It all depends on who you ask? VP earlier in the week discussed the question of how much your blog is worth? I remember when this tool first came out, a couple years ago now, when my blogs were quite young and I would often go there to calculate whether they were increasing in value.
But value is a very subjective thing and the prices for my blogs differ amazingly depending on who’s calculating.
For this blog here are the numbers;
- Cubestat thinks my site’s worth $5,781.60.
- WebsiteOutlook is a little more generous with $7,971.60.
- Dane Carlson’s blog valuer rips both of those suggesting that this blog might be worth $28,227.00.
- Dnscoop is even more generous offering $29,757.00.
- Again, Cubestat comes out as the miser suggesting that $8,133.66 might be a good starting price
- WebsiteOutlook thought it’s worth marginally more at $10,738.30
- Dnscoop calculated it being less value than my blog at $24,168
- while Dane Carlson offered the princely sum of $52,502.22
While the figures may give some direction (if I were to sell, that is) I’d be much happier with the top price than the lower – who wouldn’t. But does this give me a clear indication of the true value?

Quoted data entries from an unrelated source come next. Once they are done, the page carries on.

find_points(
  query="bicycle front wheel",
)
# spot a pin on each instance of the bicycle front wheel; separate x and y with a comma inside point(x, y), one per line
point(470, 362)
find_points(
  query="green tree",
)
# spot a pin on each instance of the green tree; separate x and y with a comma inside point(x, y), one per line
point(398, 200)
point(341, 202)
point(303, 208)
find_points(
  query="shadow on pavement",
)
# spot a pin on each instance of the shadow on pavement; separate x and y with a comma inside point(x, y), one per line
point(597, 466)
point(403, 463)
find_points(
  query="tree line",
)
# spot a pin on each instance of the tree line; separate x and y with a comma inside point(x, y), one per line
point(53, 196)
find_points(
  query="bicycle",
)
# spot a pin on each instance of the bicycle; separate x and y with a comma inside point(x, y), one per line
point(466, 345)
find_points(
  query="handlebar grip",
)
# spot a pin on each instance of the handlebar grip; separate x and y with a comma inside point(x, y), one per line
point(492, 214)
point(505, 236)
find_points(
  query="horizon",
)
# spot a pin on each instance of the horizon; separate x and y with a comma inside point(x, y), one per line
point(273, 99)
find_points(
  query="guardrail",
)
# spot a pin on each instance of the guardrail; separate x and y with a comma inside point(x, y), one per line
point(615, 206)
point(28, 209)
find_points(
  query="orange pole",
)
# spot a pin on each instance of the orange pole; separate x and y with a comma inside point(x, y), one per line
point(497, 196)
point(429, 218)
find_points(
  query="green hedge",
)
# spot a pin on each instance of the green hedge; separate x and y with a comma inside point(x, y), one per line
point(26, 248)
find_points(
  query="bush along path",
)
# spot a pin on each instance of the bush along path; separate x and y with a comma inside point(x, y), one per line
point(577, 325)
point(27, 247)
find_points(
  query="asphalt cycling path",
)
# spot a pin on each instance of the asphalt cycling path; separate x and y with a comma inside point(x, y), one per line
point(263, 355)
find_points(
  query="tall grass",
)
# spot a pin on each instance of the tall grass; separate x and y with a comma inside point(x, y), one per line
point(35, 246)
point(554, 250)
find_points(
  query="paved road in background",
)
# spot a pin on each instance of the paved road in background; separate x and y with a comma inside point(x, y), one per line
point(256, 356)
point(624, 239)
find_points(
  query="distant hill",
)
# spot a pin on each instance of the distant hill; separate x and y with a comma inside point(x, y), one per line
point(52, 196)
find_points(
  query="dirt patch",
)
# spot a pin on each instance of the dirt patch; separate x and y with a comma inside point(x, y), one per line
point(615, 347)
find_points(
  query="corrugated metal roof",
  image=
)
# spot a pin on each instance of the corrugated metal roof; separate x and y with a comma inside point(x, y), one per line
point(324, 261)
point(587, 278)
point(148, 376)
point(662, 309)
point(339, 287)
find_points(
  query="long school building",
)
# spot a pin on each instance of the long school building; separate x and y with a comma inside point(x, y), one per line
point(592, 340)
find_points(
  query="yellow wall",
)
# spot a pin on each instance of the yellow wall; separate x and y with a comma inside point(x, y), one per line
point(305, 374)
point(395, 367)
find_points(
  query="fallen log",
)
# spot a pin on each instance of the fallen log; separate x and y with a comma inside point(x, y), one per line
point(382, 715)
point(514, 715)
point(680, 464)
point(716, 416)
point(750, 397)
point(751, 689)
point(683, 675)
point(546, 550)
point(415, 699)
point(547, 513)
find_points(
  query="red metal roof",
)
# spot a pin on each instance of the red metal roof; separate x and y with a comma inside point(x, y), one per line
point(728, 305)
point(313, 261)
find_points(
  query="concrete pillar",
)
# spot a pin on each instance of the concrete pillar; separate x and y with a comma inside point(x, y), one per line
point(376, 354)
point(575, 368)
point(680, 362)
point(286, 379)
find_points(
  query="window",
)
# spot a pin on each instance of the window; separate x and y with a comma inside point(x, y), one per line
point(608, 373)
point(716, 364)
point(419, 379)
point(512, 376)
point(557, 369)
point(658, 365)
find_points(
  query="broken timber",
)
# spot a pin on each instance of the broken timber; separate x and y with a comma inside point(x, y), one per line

For me, these sites are priceless and if I were to calculate them based on a hourly rate even the top figures would pale into insignificance. But there’s even more than that woven into a blog’s value. Money can’t always satisfy our own perceptions of what something is worth.
Recently, someone offered to buy one of my blogs. The initial figure was pathetic but it gave a starting point for discussions. As we to and fro’ed trying to determine value the final offer escalated to 4 times the starting price yet I still couldn’t part with it.
Firstly, I wasn’t looking to sell and even when there was a price on the table it made me consider how much I appreciated what I had put into the blog and sentimentality took over. In some ways it was like being asked to sell my childhood photo albums. Memories that I would never be able to recover again and could only look at from a distance. And I would have given control to the buyer to cut, edit or change any of the pictures as they chose – something that didn’t really appeal to me.
So, what’s my blog worth? For a million bucks, I could get over it. Yet a fair value doesn’t always seem so fair.